Division of Trauma, Critical Care and General Surgery, St. Mary's Hospital, Mayo Clinic, Mary Brigh 2-810, 1216 Second Street SW, Rochester, MN, 55902, USA.
Department of Surgery, University of KwaZulu Natal, Pietermaritzburg, KZN, South Africa.
World J Surg. 2020 Dec;44(12):3993-3998. doi: 10.1007/s00268-020-05718-5. Epub 2020 Jul 31.
Comprehensive analysis of trauma care between high-, middle-, and low-income countries (HIC/MIC/LIC) is needed to improve global health. Comparison of HIC and MIC outcomes after damage control laparotomy (DCL) for patients is unknown. We evaluated DCL utilization among patients treated at high-volume trauma centers in the USA and South Africa, an MIC, hypothesizing similar mortality outcomes despite differences in resources and setting.
Post hoc analysis of prospectively collected trauma databases from participating centers was performed. Injury severity, physiologic, operative data and post-operative outcomes were abstracted. Univariate and multivariable analyses were performed to assess differences between HIC/MIC for the primary outcome of mortality.

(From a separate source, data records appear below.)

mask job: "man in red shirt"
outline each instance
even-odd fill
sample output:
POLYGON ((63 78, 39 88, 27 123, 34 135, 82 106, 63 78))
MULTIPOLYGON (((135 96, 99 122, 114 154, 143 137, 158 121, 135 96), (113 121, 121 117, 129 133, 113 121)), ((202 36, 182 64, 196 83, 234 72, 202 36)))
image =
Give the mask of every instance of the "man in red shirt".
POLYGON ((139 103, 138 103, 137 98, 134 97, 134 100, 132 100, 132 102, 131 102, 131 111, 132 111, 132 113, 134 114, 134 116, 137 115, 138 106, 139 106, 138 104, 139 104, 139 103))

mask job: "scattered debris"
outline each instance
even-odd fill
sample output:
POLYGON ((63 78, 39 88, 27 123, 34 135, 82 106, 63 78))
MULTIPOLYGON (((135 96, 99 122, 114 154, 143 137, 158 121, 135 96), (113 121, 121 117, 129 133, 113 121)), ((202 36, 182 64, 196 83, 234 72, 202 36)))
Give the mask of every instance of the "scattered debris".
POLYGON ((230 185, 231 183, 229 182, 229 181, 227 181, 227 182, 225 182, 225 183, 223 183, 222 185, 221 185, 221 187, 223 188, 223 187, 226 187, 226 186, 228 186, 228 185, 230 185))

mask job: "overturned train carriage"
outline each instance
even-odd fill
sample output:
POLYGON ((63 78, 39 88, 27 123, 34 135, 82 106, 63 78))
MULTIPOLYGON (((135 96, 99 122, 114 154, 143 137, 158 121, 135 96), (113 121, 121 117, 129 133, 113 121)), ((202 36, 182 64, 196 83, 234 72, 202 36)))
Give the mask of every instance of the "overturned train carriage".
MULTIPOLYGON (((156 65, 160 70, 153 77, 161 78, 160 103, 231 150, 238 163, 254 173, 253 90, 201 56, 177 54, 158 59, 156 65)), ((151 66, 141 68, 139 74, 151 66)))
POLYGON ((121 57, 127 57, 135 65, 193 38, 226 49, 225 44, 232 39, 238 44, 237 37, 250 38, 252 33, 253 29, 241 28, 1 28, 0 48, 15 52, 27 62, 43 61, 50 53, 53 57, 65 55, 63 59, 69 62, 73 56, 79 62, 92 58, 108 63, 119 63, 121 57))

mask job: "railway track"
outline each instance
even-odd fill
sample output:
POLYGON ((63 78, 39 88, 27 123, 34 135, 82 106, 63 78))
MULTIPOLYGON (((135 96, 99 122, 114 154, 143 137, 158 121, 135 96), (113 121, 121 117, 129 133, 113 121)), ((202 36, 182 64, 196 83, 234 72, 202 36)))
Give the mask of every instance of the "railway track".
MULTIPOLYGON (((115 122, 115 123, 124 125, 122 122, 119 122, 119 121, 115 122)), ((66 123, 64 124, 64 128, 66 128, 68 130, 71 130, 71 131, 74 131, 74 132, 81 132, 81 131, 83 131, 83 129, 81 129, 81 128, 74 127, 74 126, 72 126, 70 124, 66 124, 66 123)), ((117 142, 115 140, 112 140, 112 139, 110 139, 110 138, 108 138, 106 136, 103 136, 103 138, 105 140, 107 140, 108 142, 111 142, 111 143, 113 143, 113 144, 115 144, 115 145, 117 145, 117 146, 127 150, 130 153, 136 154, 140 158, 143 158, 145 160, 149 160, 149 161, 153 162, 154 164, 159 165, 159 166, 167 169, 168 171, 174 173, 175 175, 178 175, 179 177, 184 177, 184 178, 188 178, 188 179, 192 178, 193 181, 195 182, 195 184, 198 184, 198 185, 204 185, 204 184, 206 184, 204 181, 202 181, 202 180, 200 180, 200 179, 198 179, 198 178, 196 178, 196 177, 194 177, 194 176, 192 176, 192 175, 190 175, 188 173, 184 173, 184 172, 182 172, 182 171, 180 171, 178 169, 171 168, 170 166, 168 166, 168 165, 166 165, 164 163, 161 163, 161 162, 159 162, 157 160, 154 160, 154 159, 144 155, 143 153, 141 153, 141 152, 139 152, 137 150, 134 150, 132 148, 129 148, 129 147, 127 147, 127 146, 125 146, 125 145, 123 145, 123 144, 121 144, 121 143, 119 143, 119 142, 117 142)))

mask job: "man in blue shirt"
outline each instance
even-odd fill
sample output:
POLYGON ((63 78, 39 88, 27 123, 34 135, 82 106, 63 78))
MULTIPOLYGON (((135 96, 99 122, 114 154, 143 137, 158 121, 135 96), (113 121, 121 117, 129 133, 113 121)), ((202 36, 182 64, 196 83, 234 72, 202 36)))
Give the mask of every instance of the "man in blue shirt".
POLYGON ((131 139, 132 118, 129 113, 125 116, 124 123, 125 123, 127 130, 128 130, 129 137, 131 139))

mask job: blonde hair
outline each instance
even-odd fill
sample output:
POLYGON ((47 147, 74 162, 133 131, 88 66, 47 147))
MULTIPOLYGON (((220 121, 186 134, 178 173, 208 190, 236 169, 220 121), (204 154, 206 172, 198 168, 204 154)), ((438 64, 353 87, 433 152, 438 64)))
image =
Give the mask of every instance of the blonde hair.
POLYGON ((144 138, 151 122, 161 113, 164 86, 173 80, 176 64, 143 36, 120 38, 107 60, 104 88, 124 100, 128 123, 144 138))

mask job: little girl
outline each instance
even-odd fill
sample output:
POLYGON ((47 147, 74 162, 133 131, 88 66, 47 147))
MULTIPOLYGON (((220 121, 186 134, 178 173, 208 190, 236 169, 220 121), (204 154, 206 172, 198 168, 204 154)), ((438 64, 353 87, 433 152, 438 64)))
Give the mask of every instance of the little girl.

There were 967 HIC and 602 MIC patients who underwent laparotomy. DCL occurred in 144 MIC patients (25%) and 241 HIC (24%) patients. Most sustained (58%) penetrating trauma with higher rates in the MIC compared to the HIC (71 vs. 32%, p = 0.001). Between groups, no differences were found for admission physiology, coagulopathy, or markers of shock except for increased presence of hypotension among patients in the HIC. Crystalloid infusion volumes were greater among MIC patients, and MIC patients received fewer blood products than those in the HIC. Overall mortality was 30% with similar rates between groups (29 in HIC vs. 33% in MIC, p = 0.4). On regression, base excess and penetrating injury were independent predictors of mortality but not patient residential status.
Use and survival of DCL for patients with severe abdominal trauma was similar between trauma centers in HIC and MIC settings despite increased penetrating trauma and less transfusion in the MIC center. While the results overall suggest no gap in care for patients requiring DCL in this MIC, it highlights improvements that can be made in damage control resuscitation.
为了改善全球健康状况,需要对高、中、低收入国家(HIC/MIC/LIC)之间的创伤护理进行全面分析。目前尚不清楚 HIC 和 MIC 患者在接受损伤控制性剖腹手术后的结果比较。我们评估了美国和南非高容量创伤中心治疗的患者中 DCL 的应用情况,假设尽管资源和环境存在差异,但死亡率结果相似。
对参与中心前瞻性收集的创伤数据库进行了事后分析。提取损伤严重程度、生理、手术数据和术后结果。进行单变量和多变量分析,以评估 HIC/MIC 之间死亡率的主要结果差异。
共纳入 967 例 HIC 和 602 例 MIC 患者行剖腹术。DCL 发生于 144 例 MIC 患者(25%)和 241 例 HIC 患者(24%)。大多数患者(58%)遭受穿透性创伤,MIC 患者的发生率高于 HIC(71%比 32%,p = 0.001)。与 HIC 相比,两组患者的入院生理状况、凝血功能障碍或休克标志物均无差异,但 HIC 患者的低血压发生率更高。晶体液输注量在 MIC 患者中更大,而 MIC 患者的血液制品输注量少于 HIC 患者。总体死亡率为 30%,两组死亡率相似(HIC 为 29%,MIC 为 33%,p = 0.4)。回归分析表明,碱缺失和穿透性损伤是死亡率的独立预测因素,但与患者居住地无关。
尽管 MIC 中心的穿透性创伤增加且输血减少,但在 HIC 和 MIC 环境中的创伤中心,严重腹部创伤患者接受 DCL 的应用和生存率相似。虽然总体结果表明 MIC 中需要 DCL 的患者的护理没有差距,但这突出了在损伤控制性复苏方面可以做出的改进。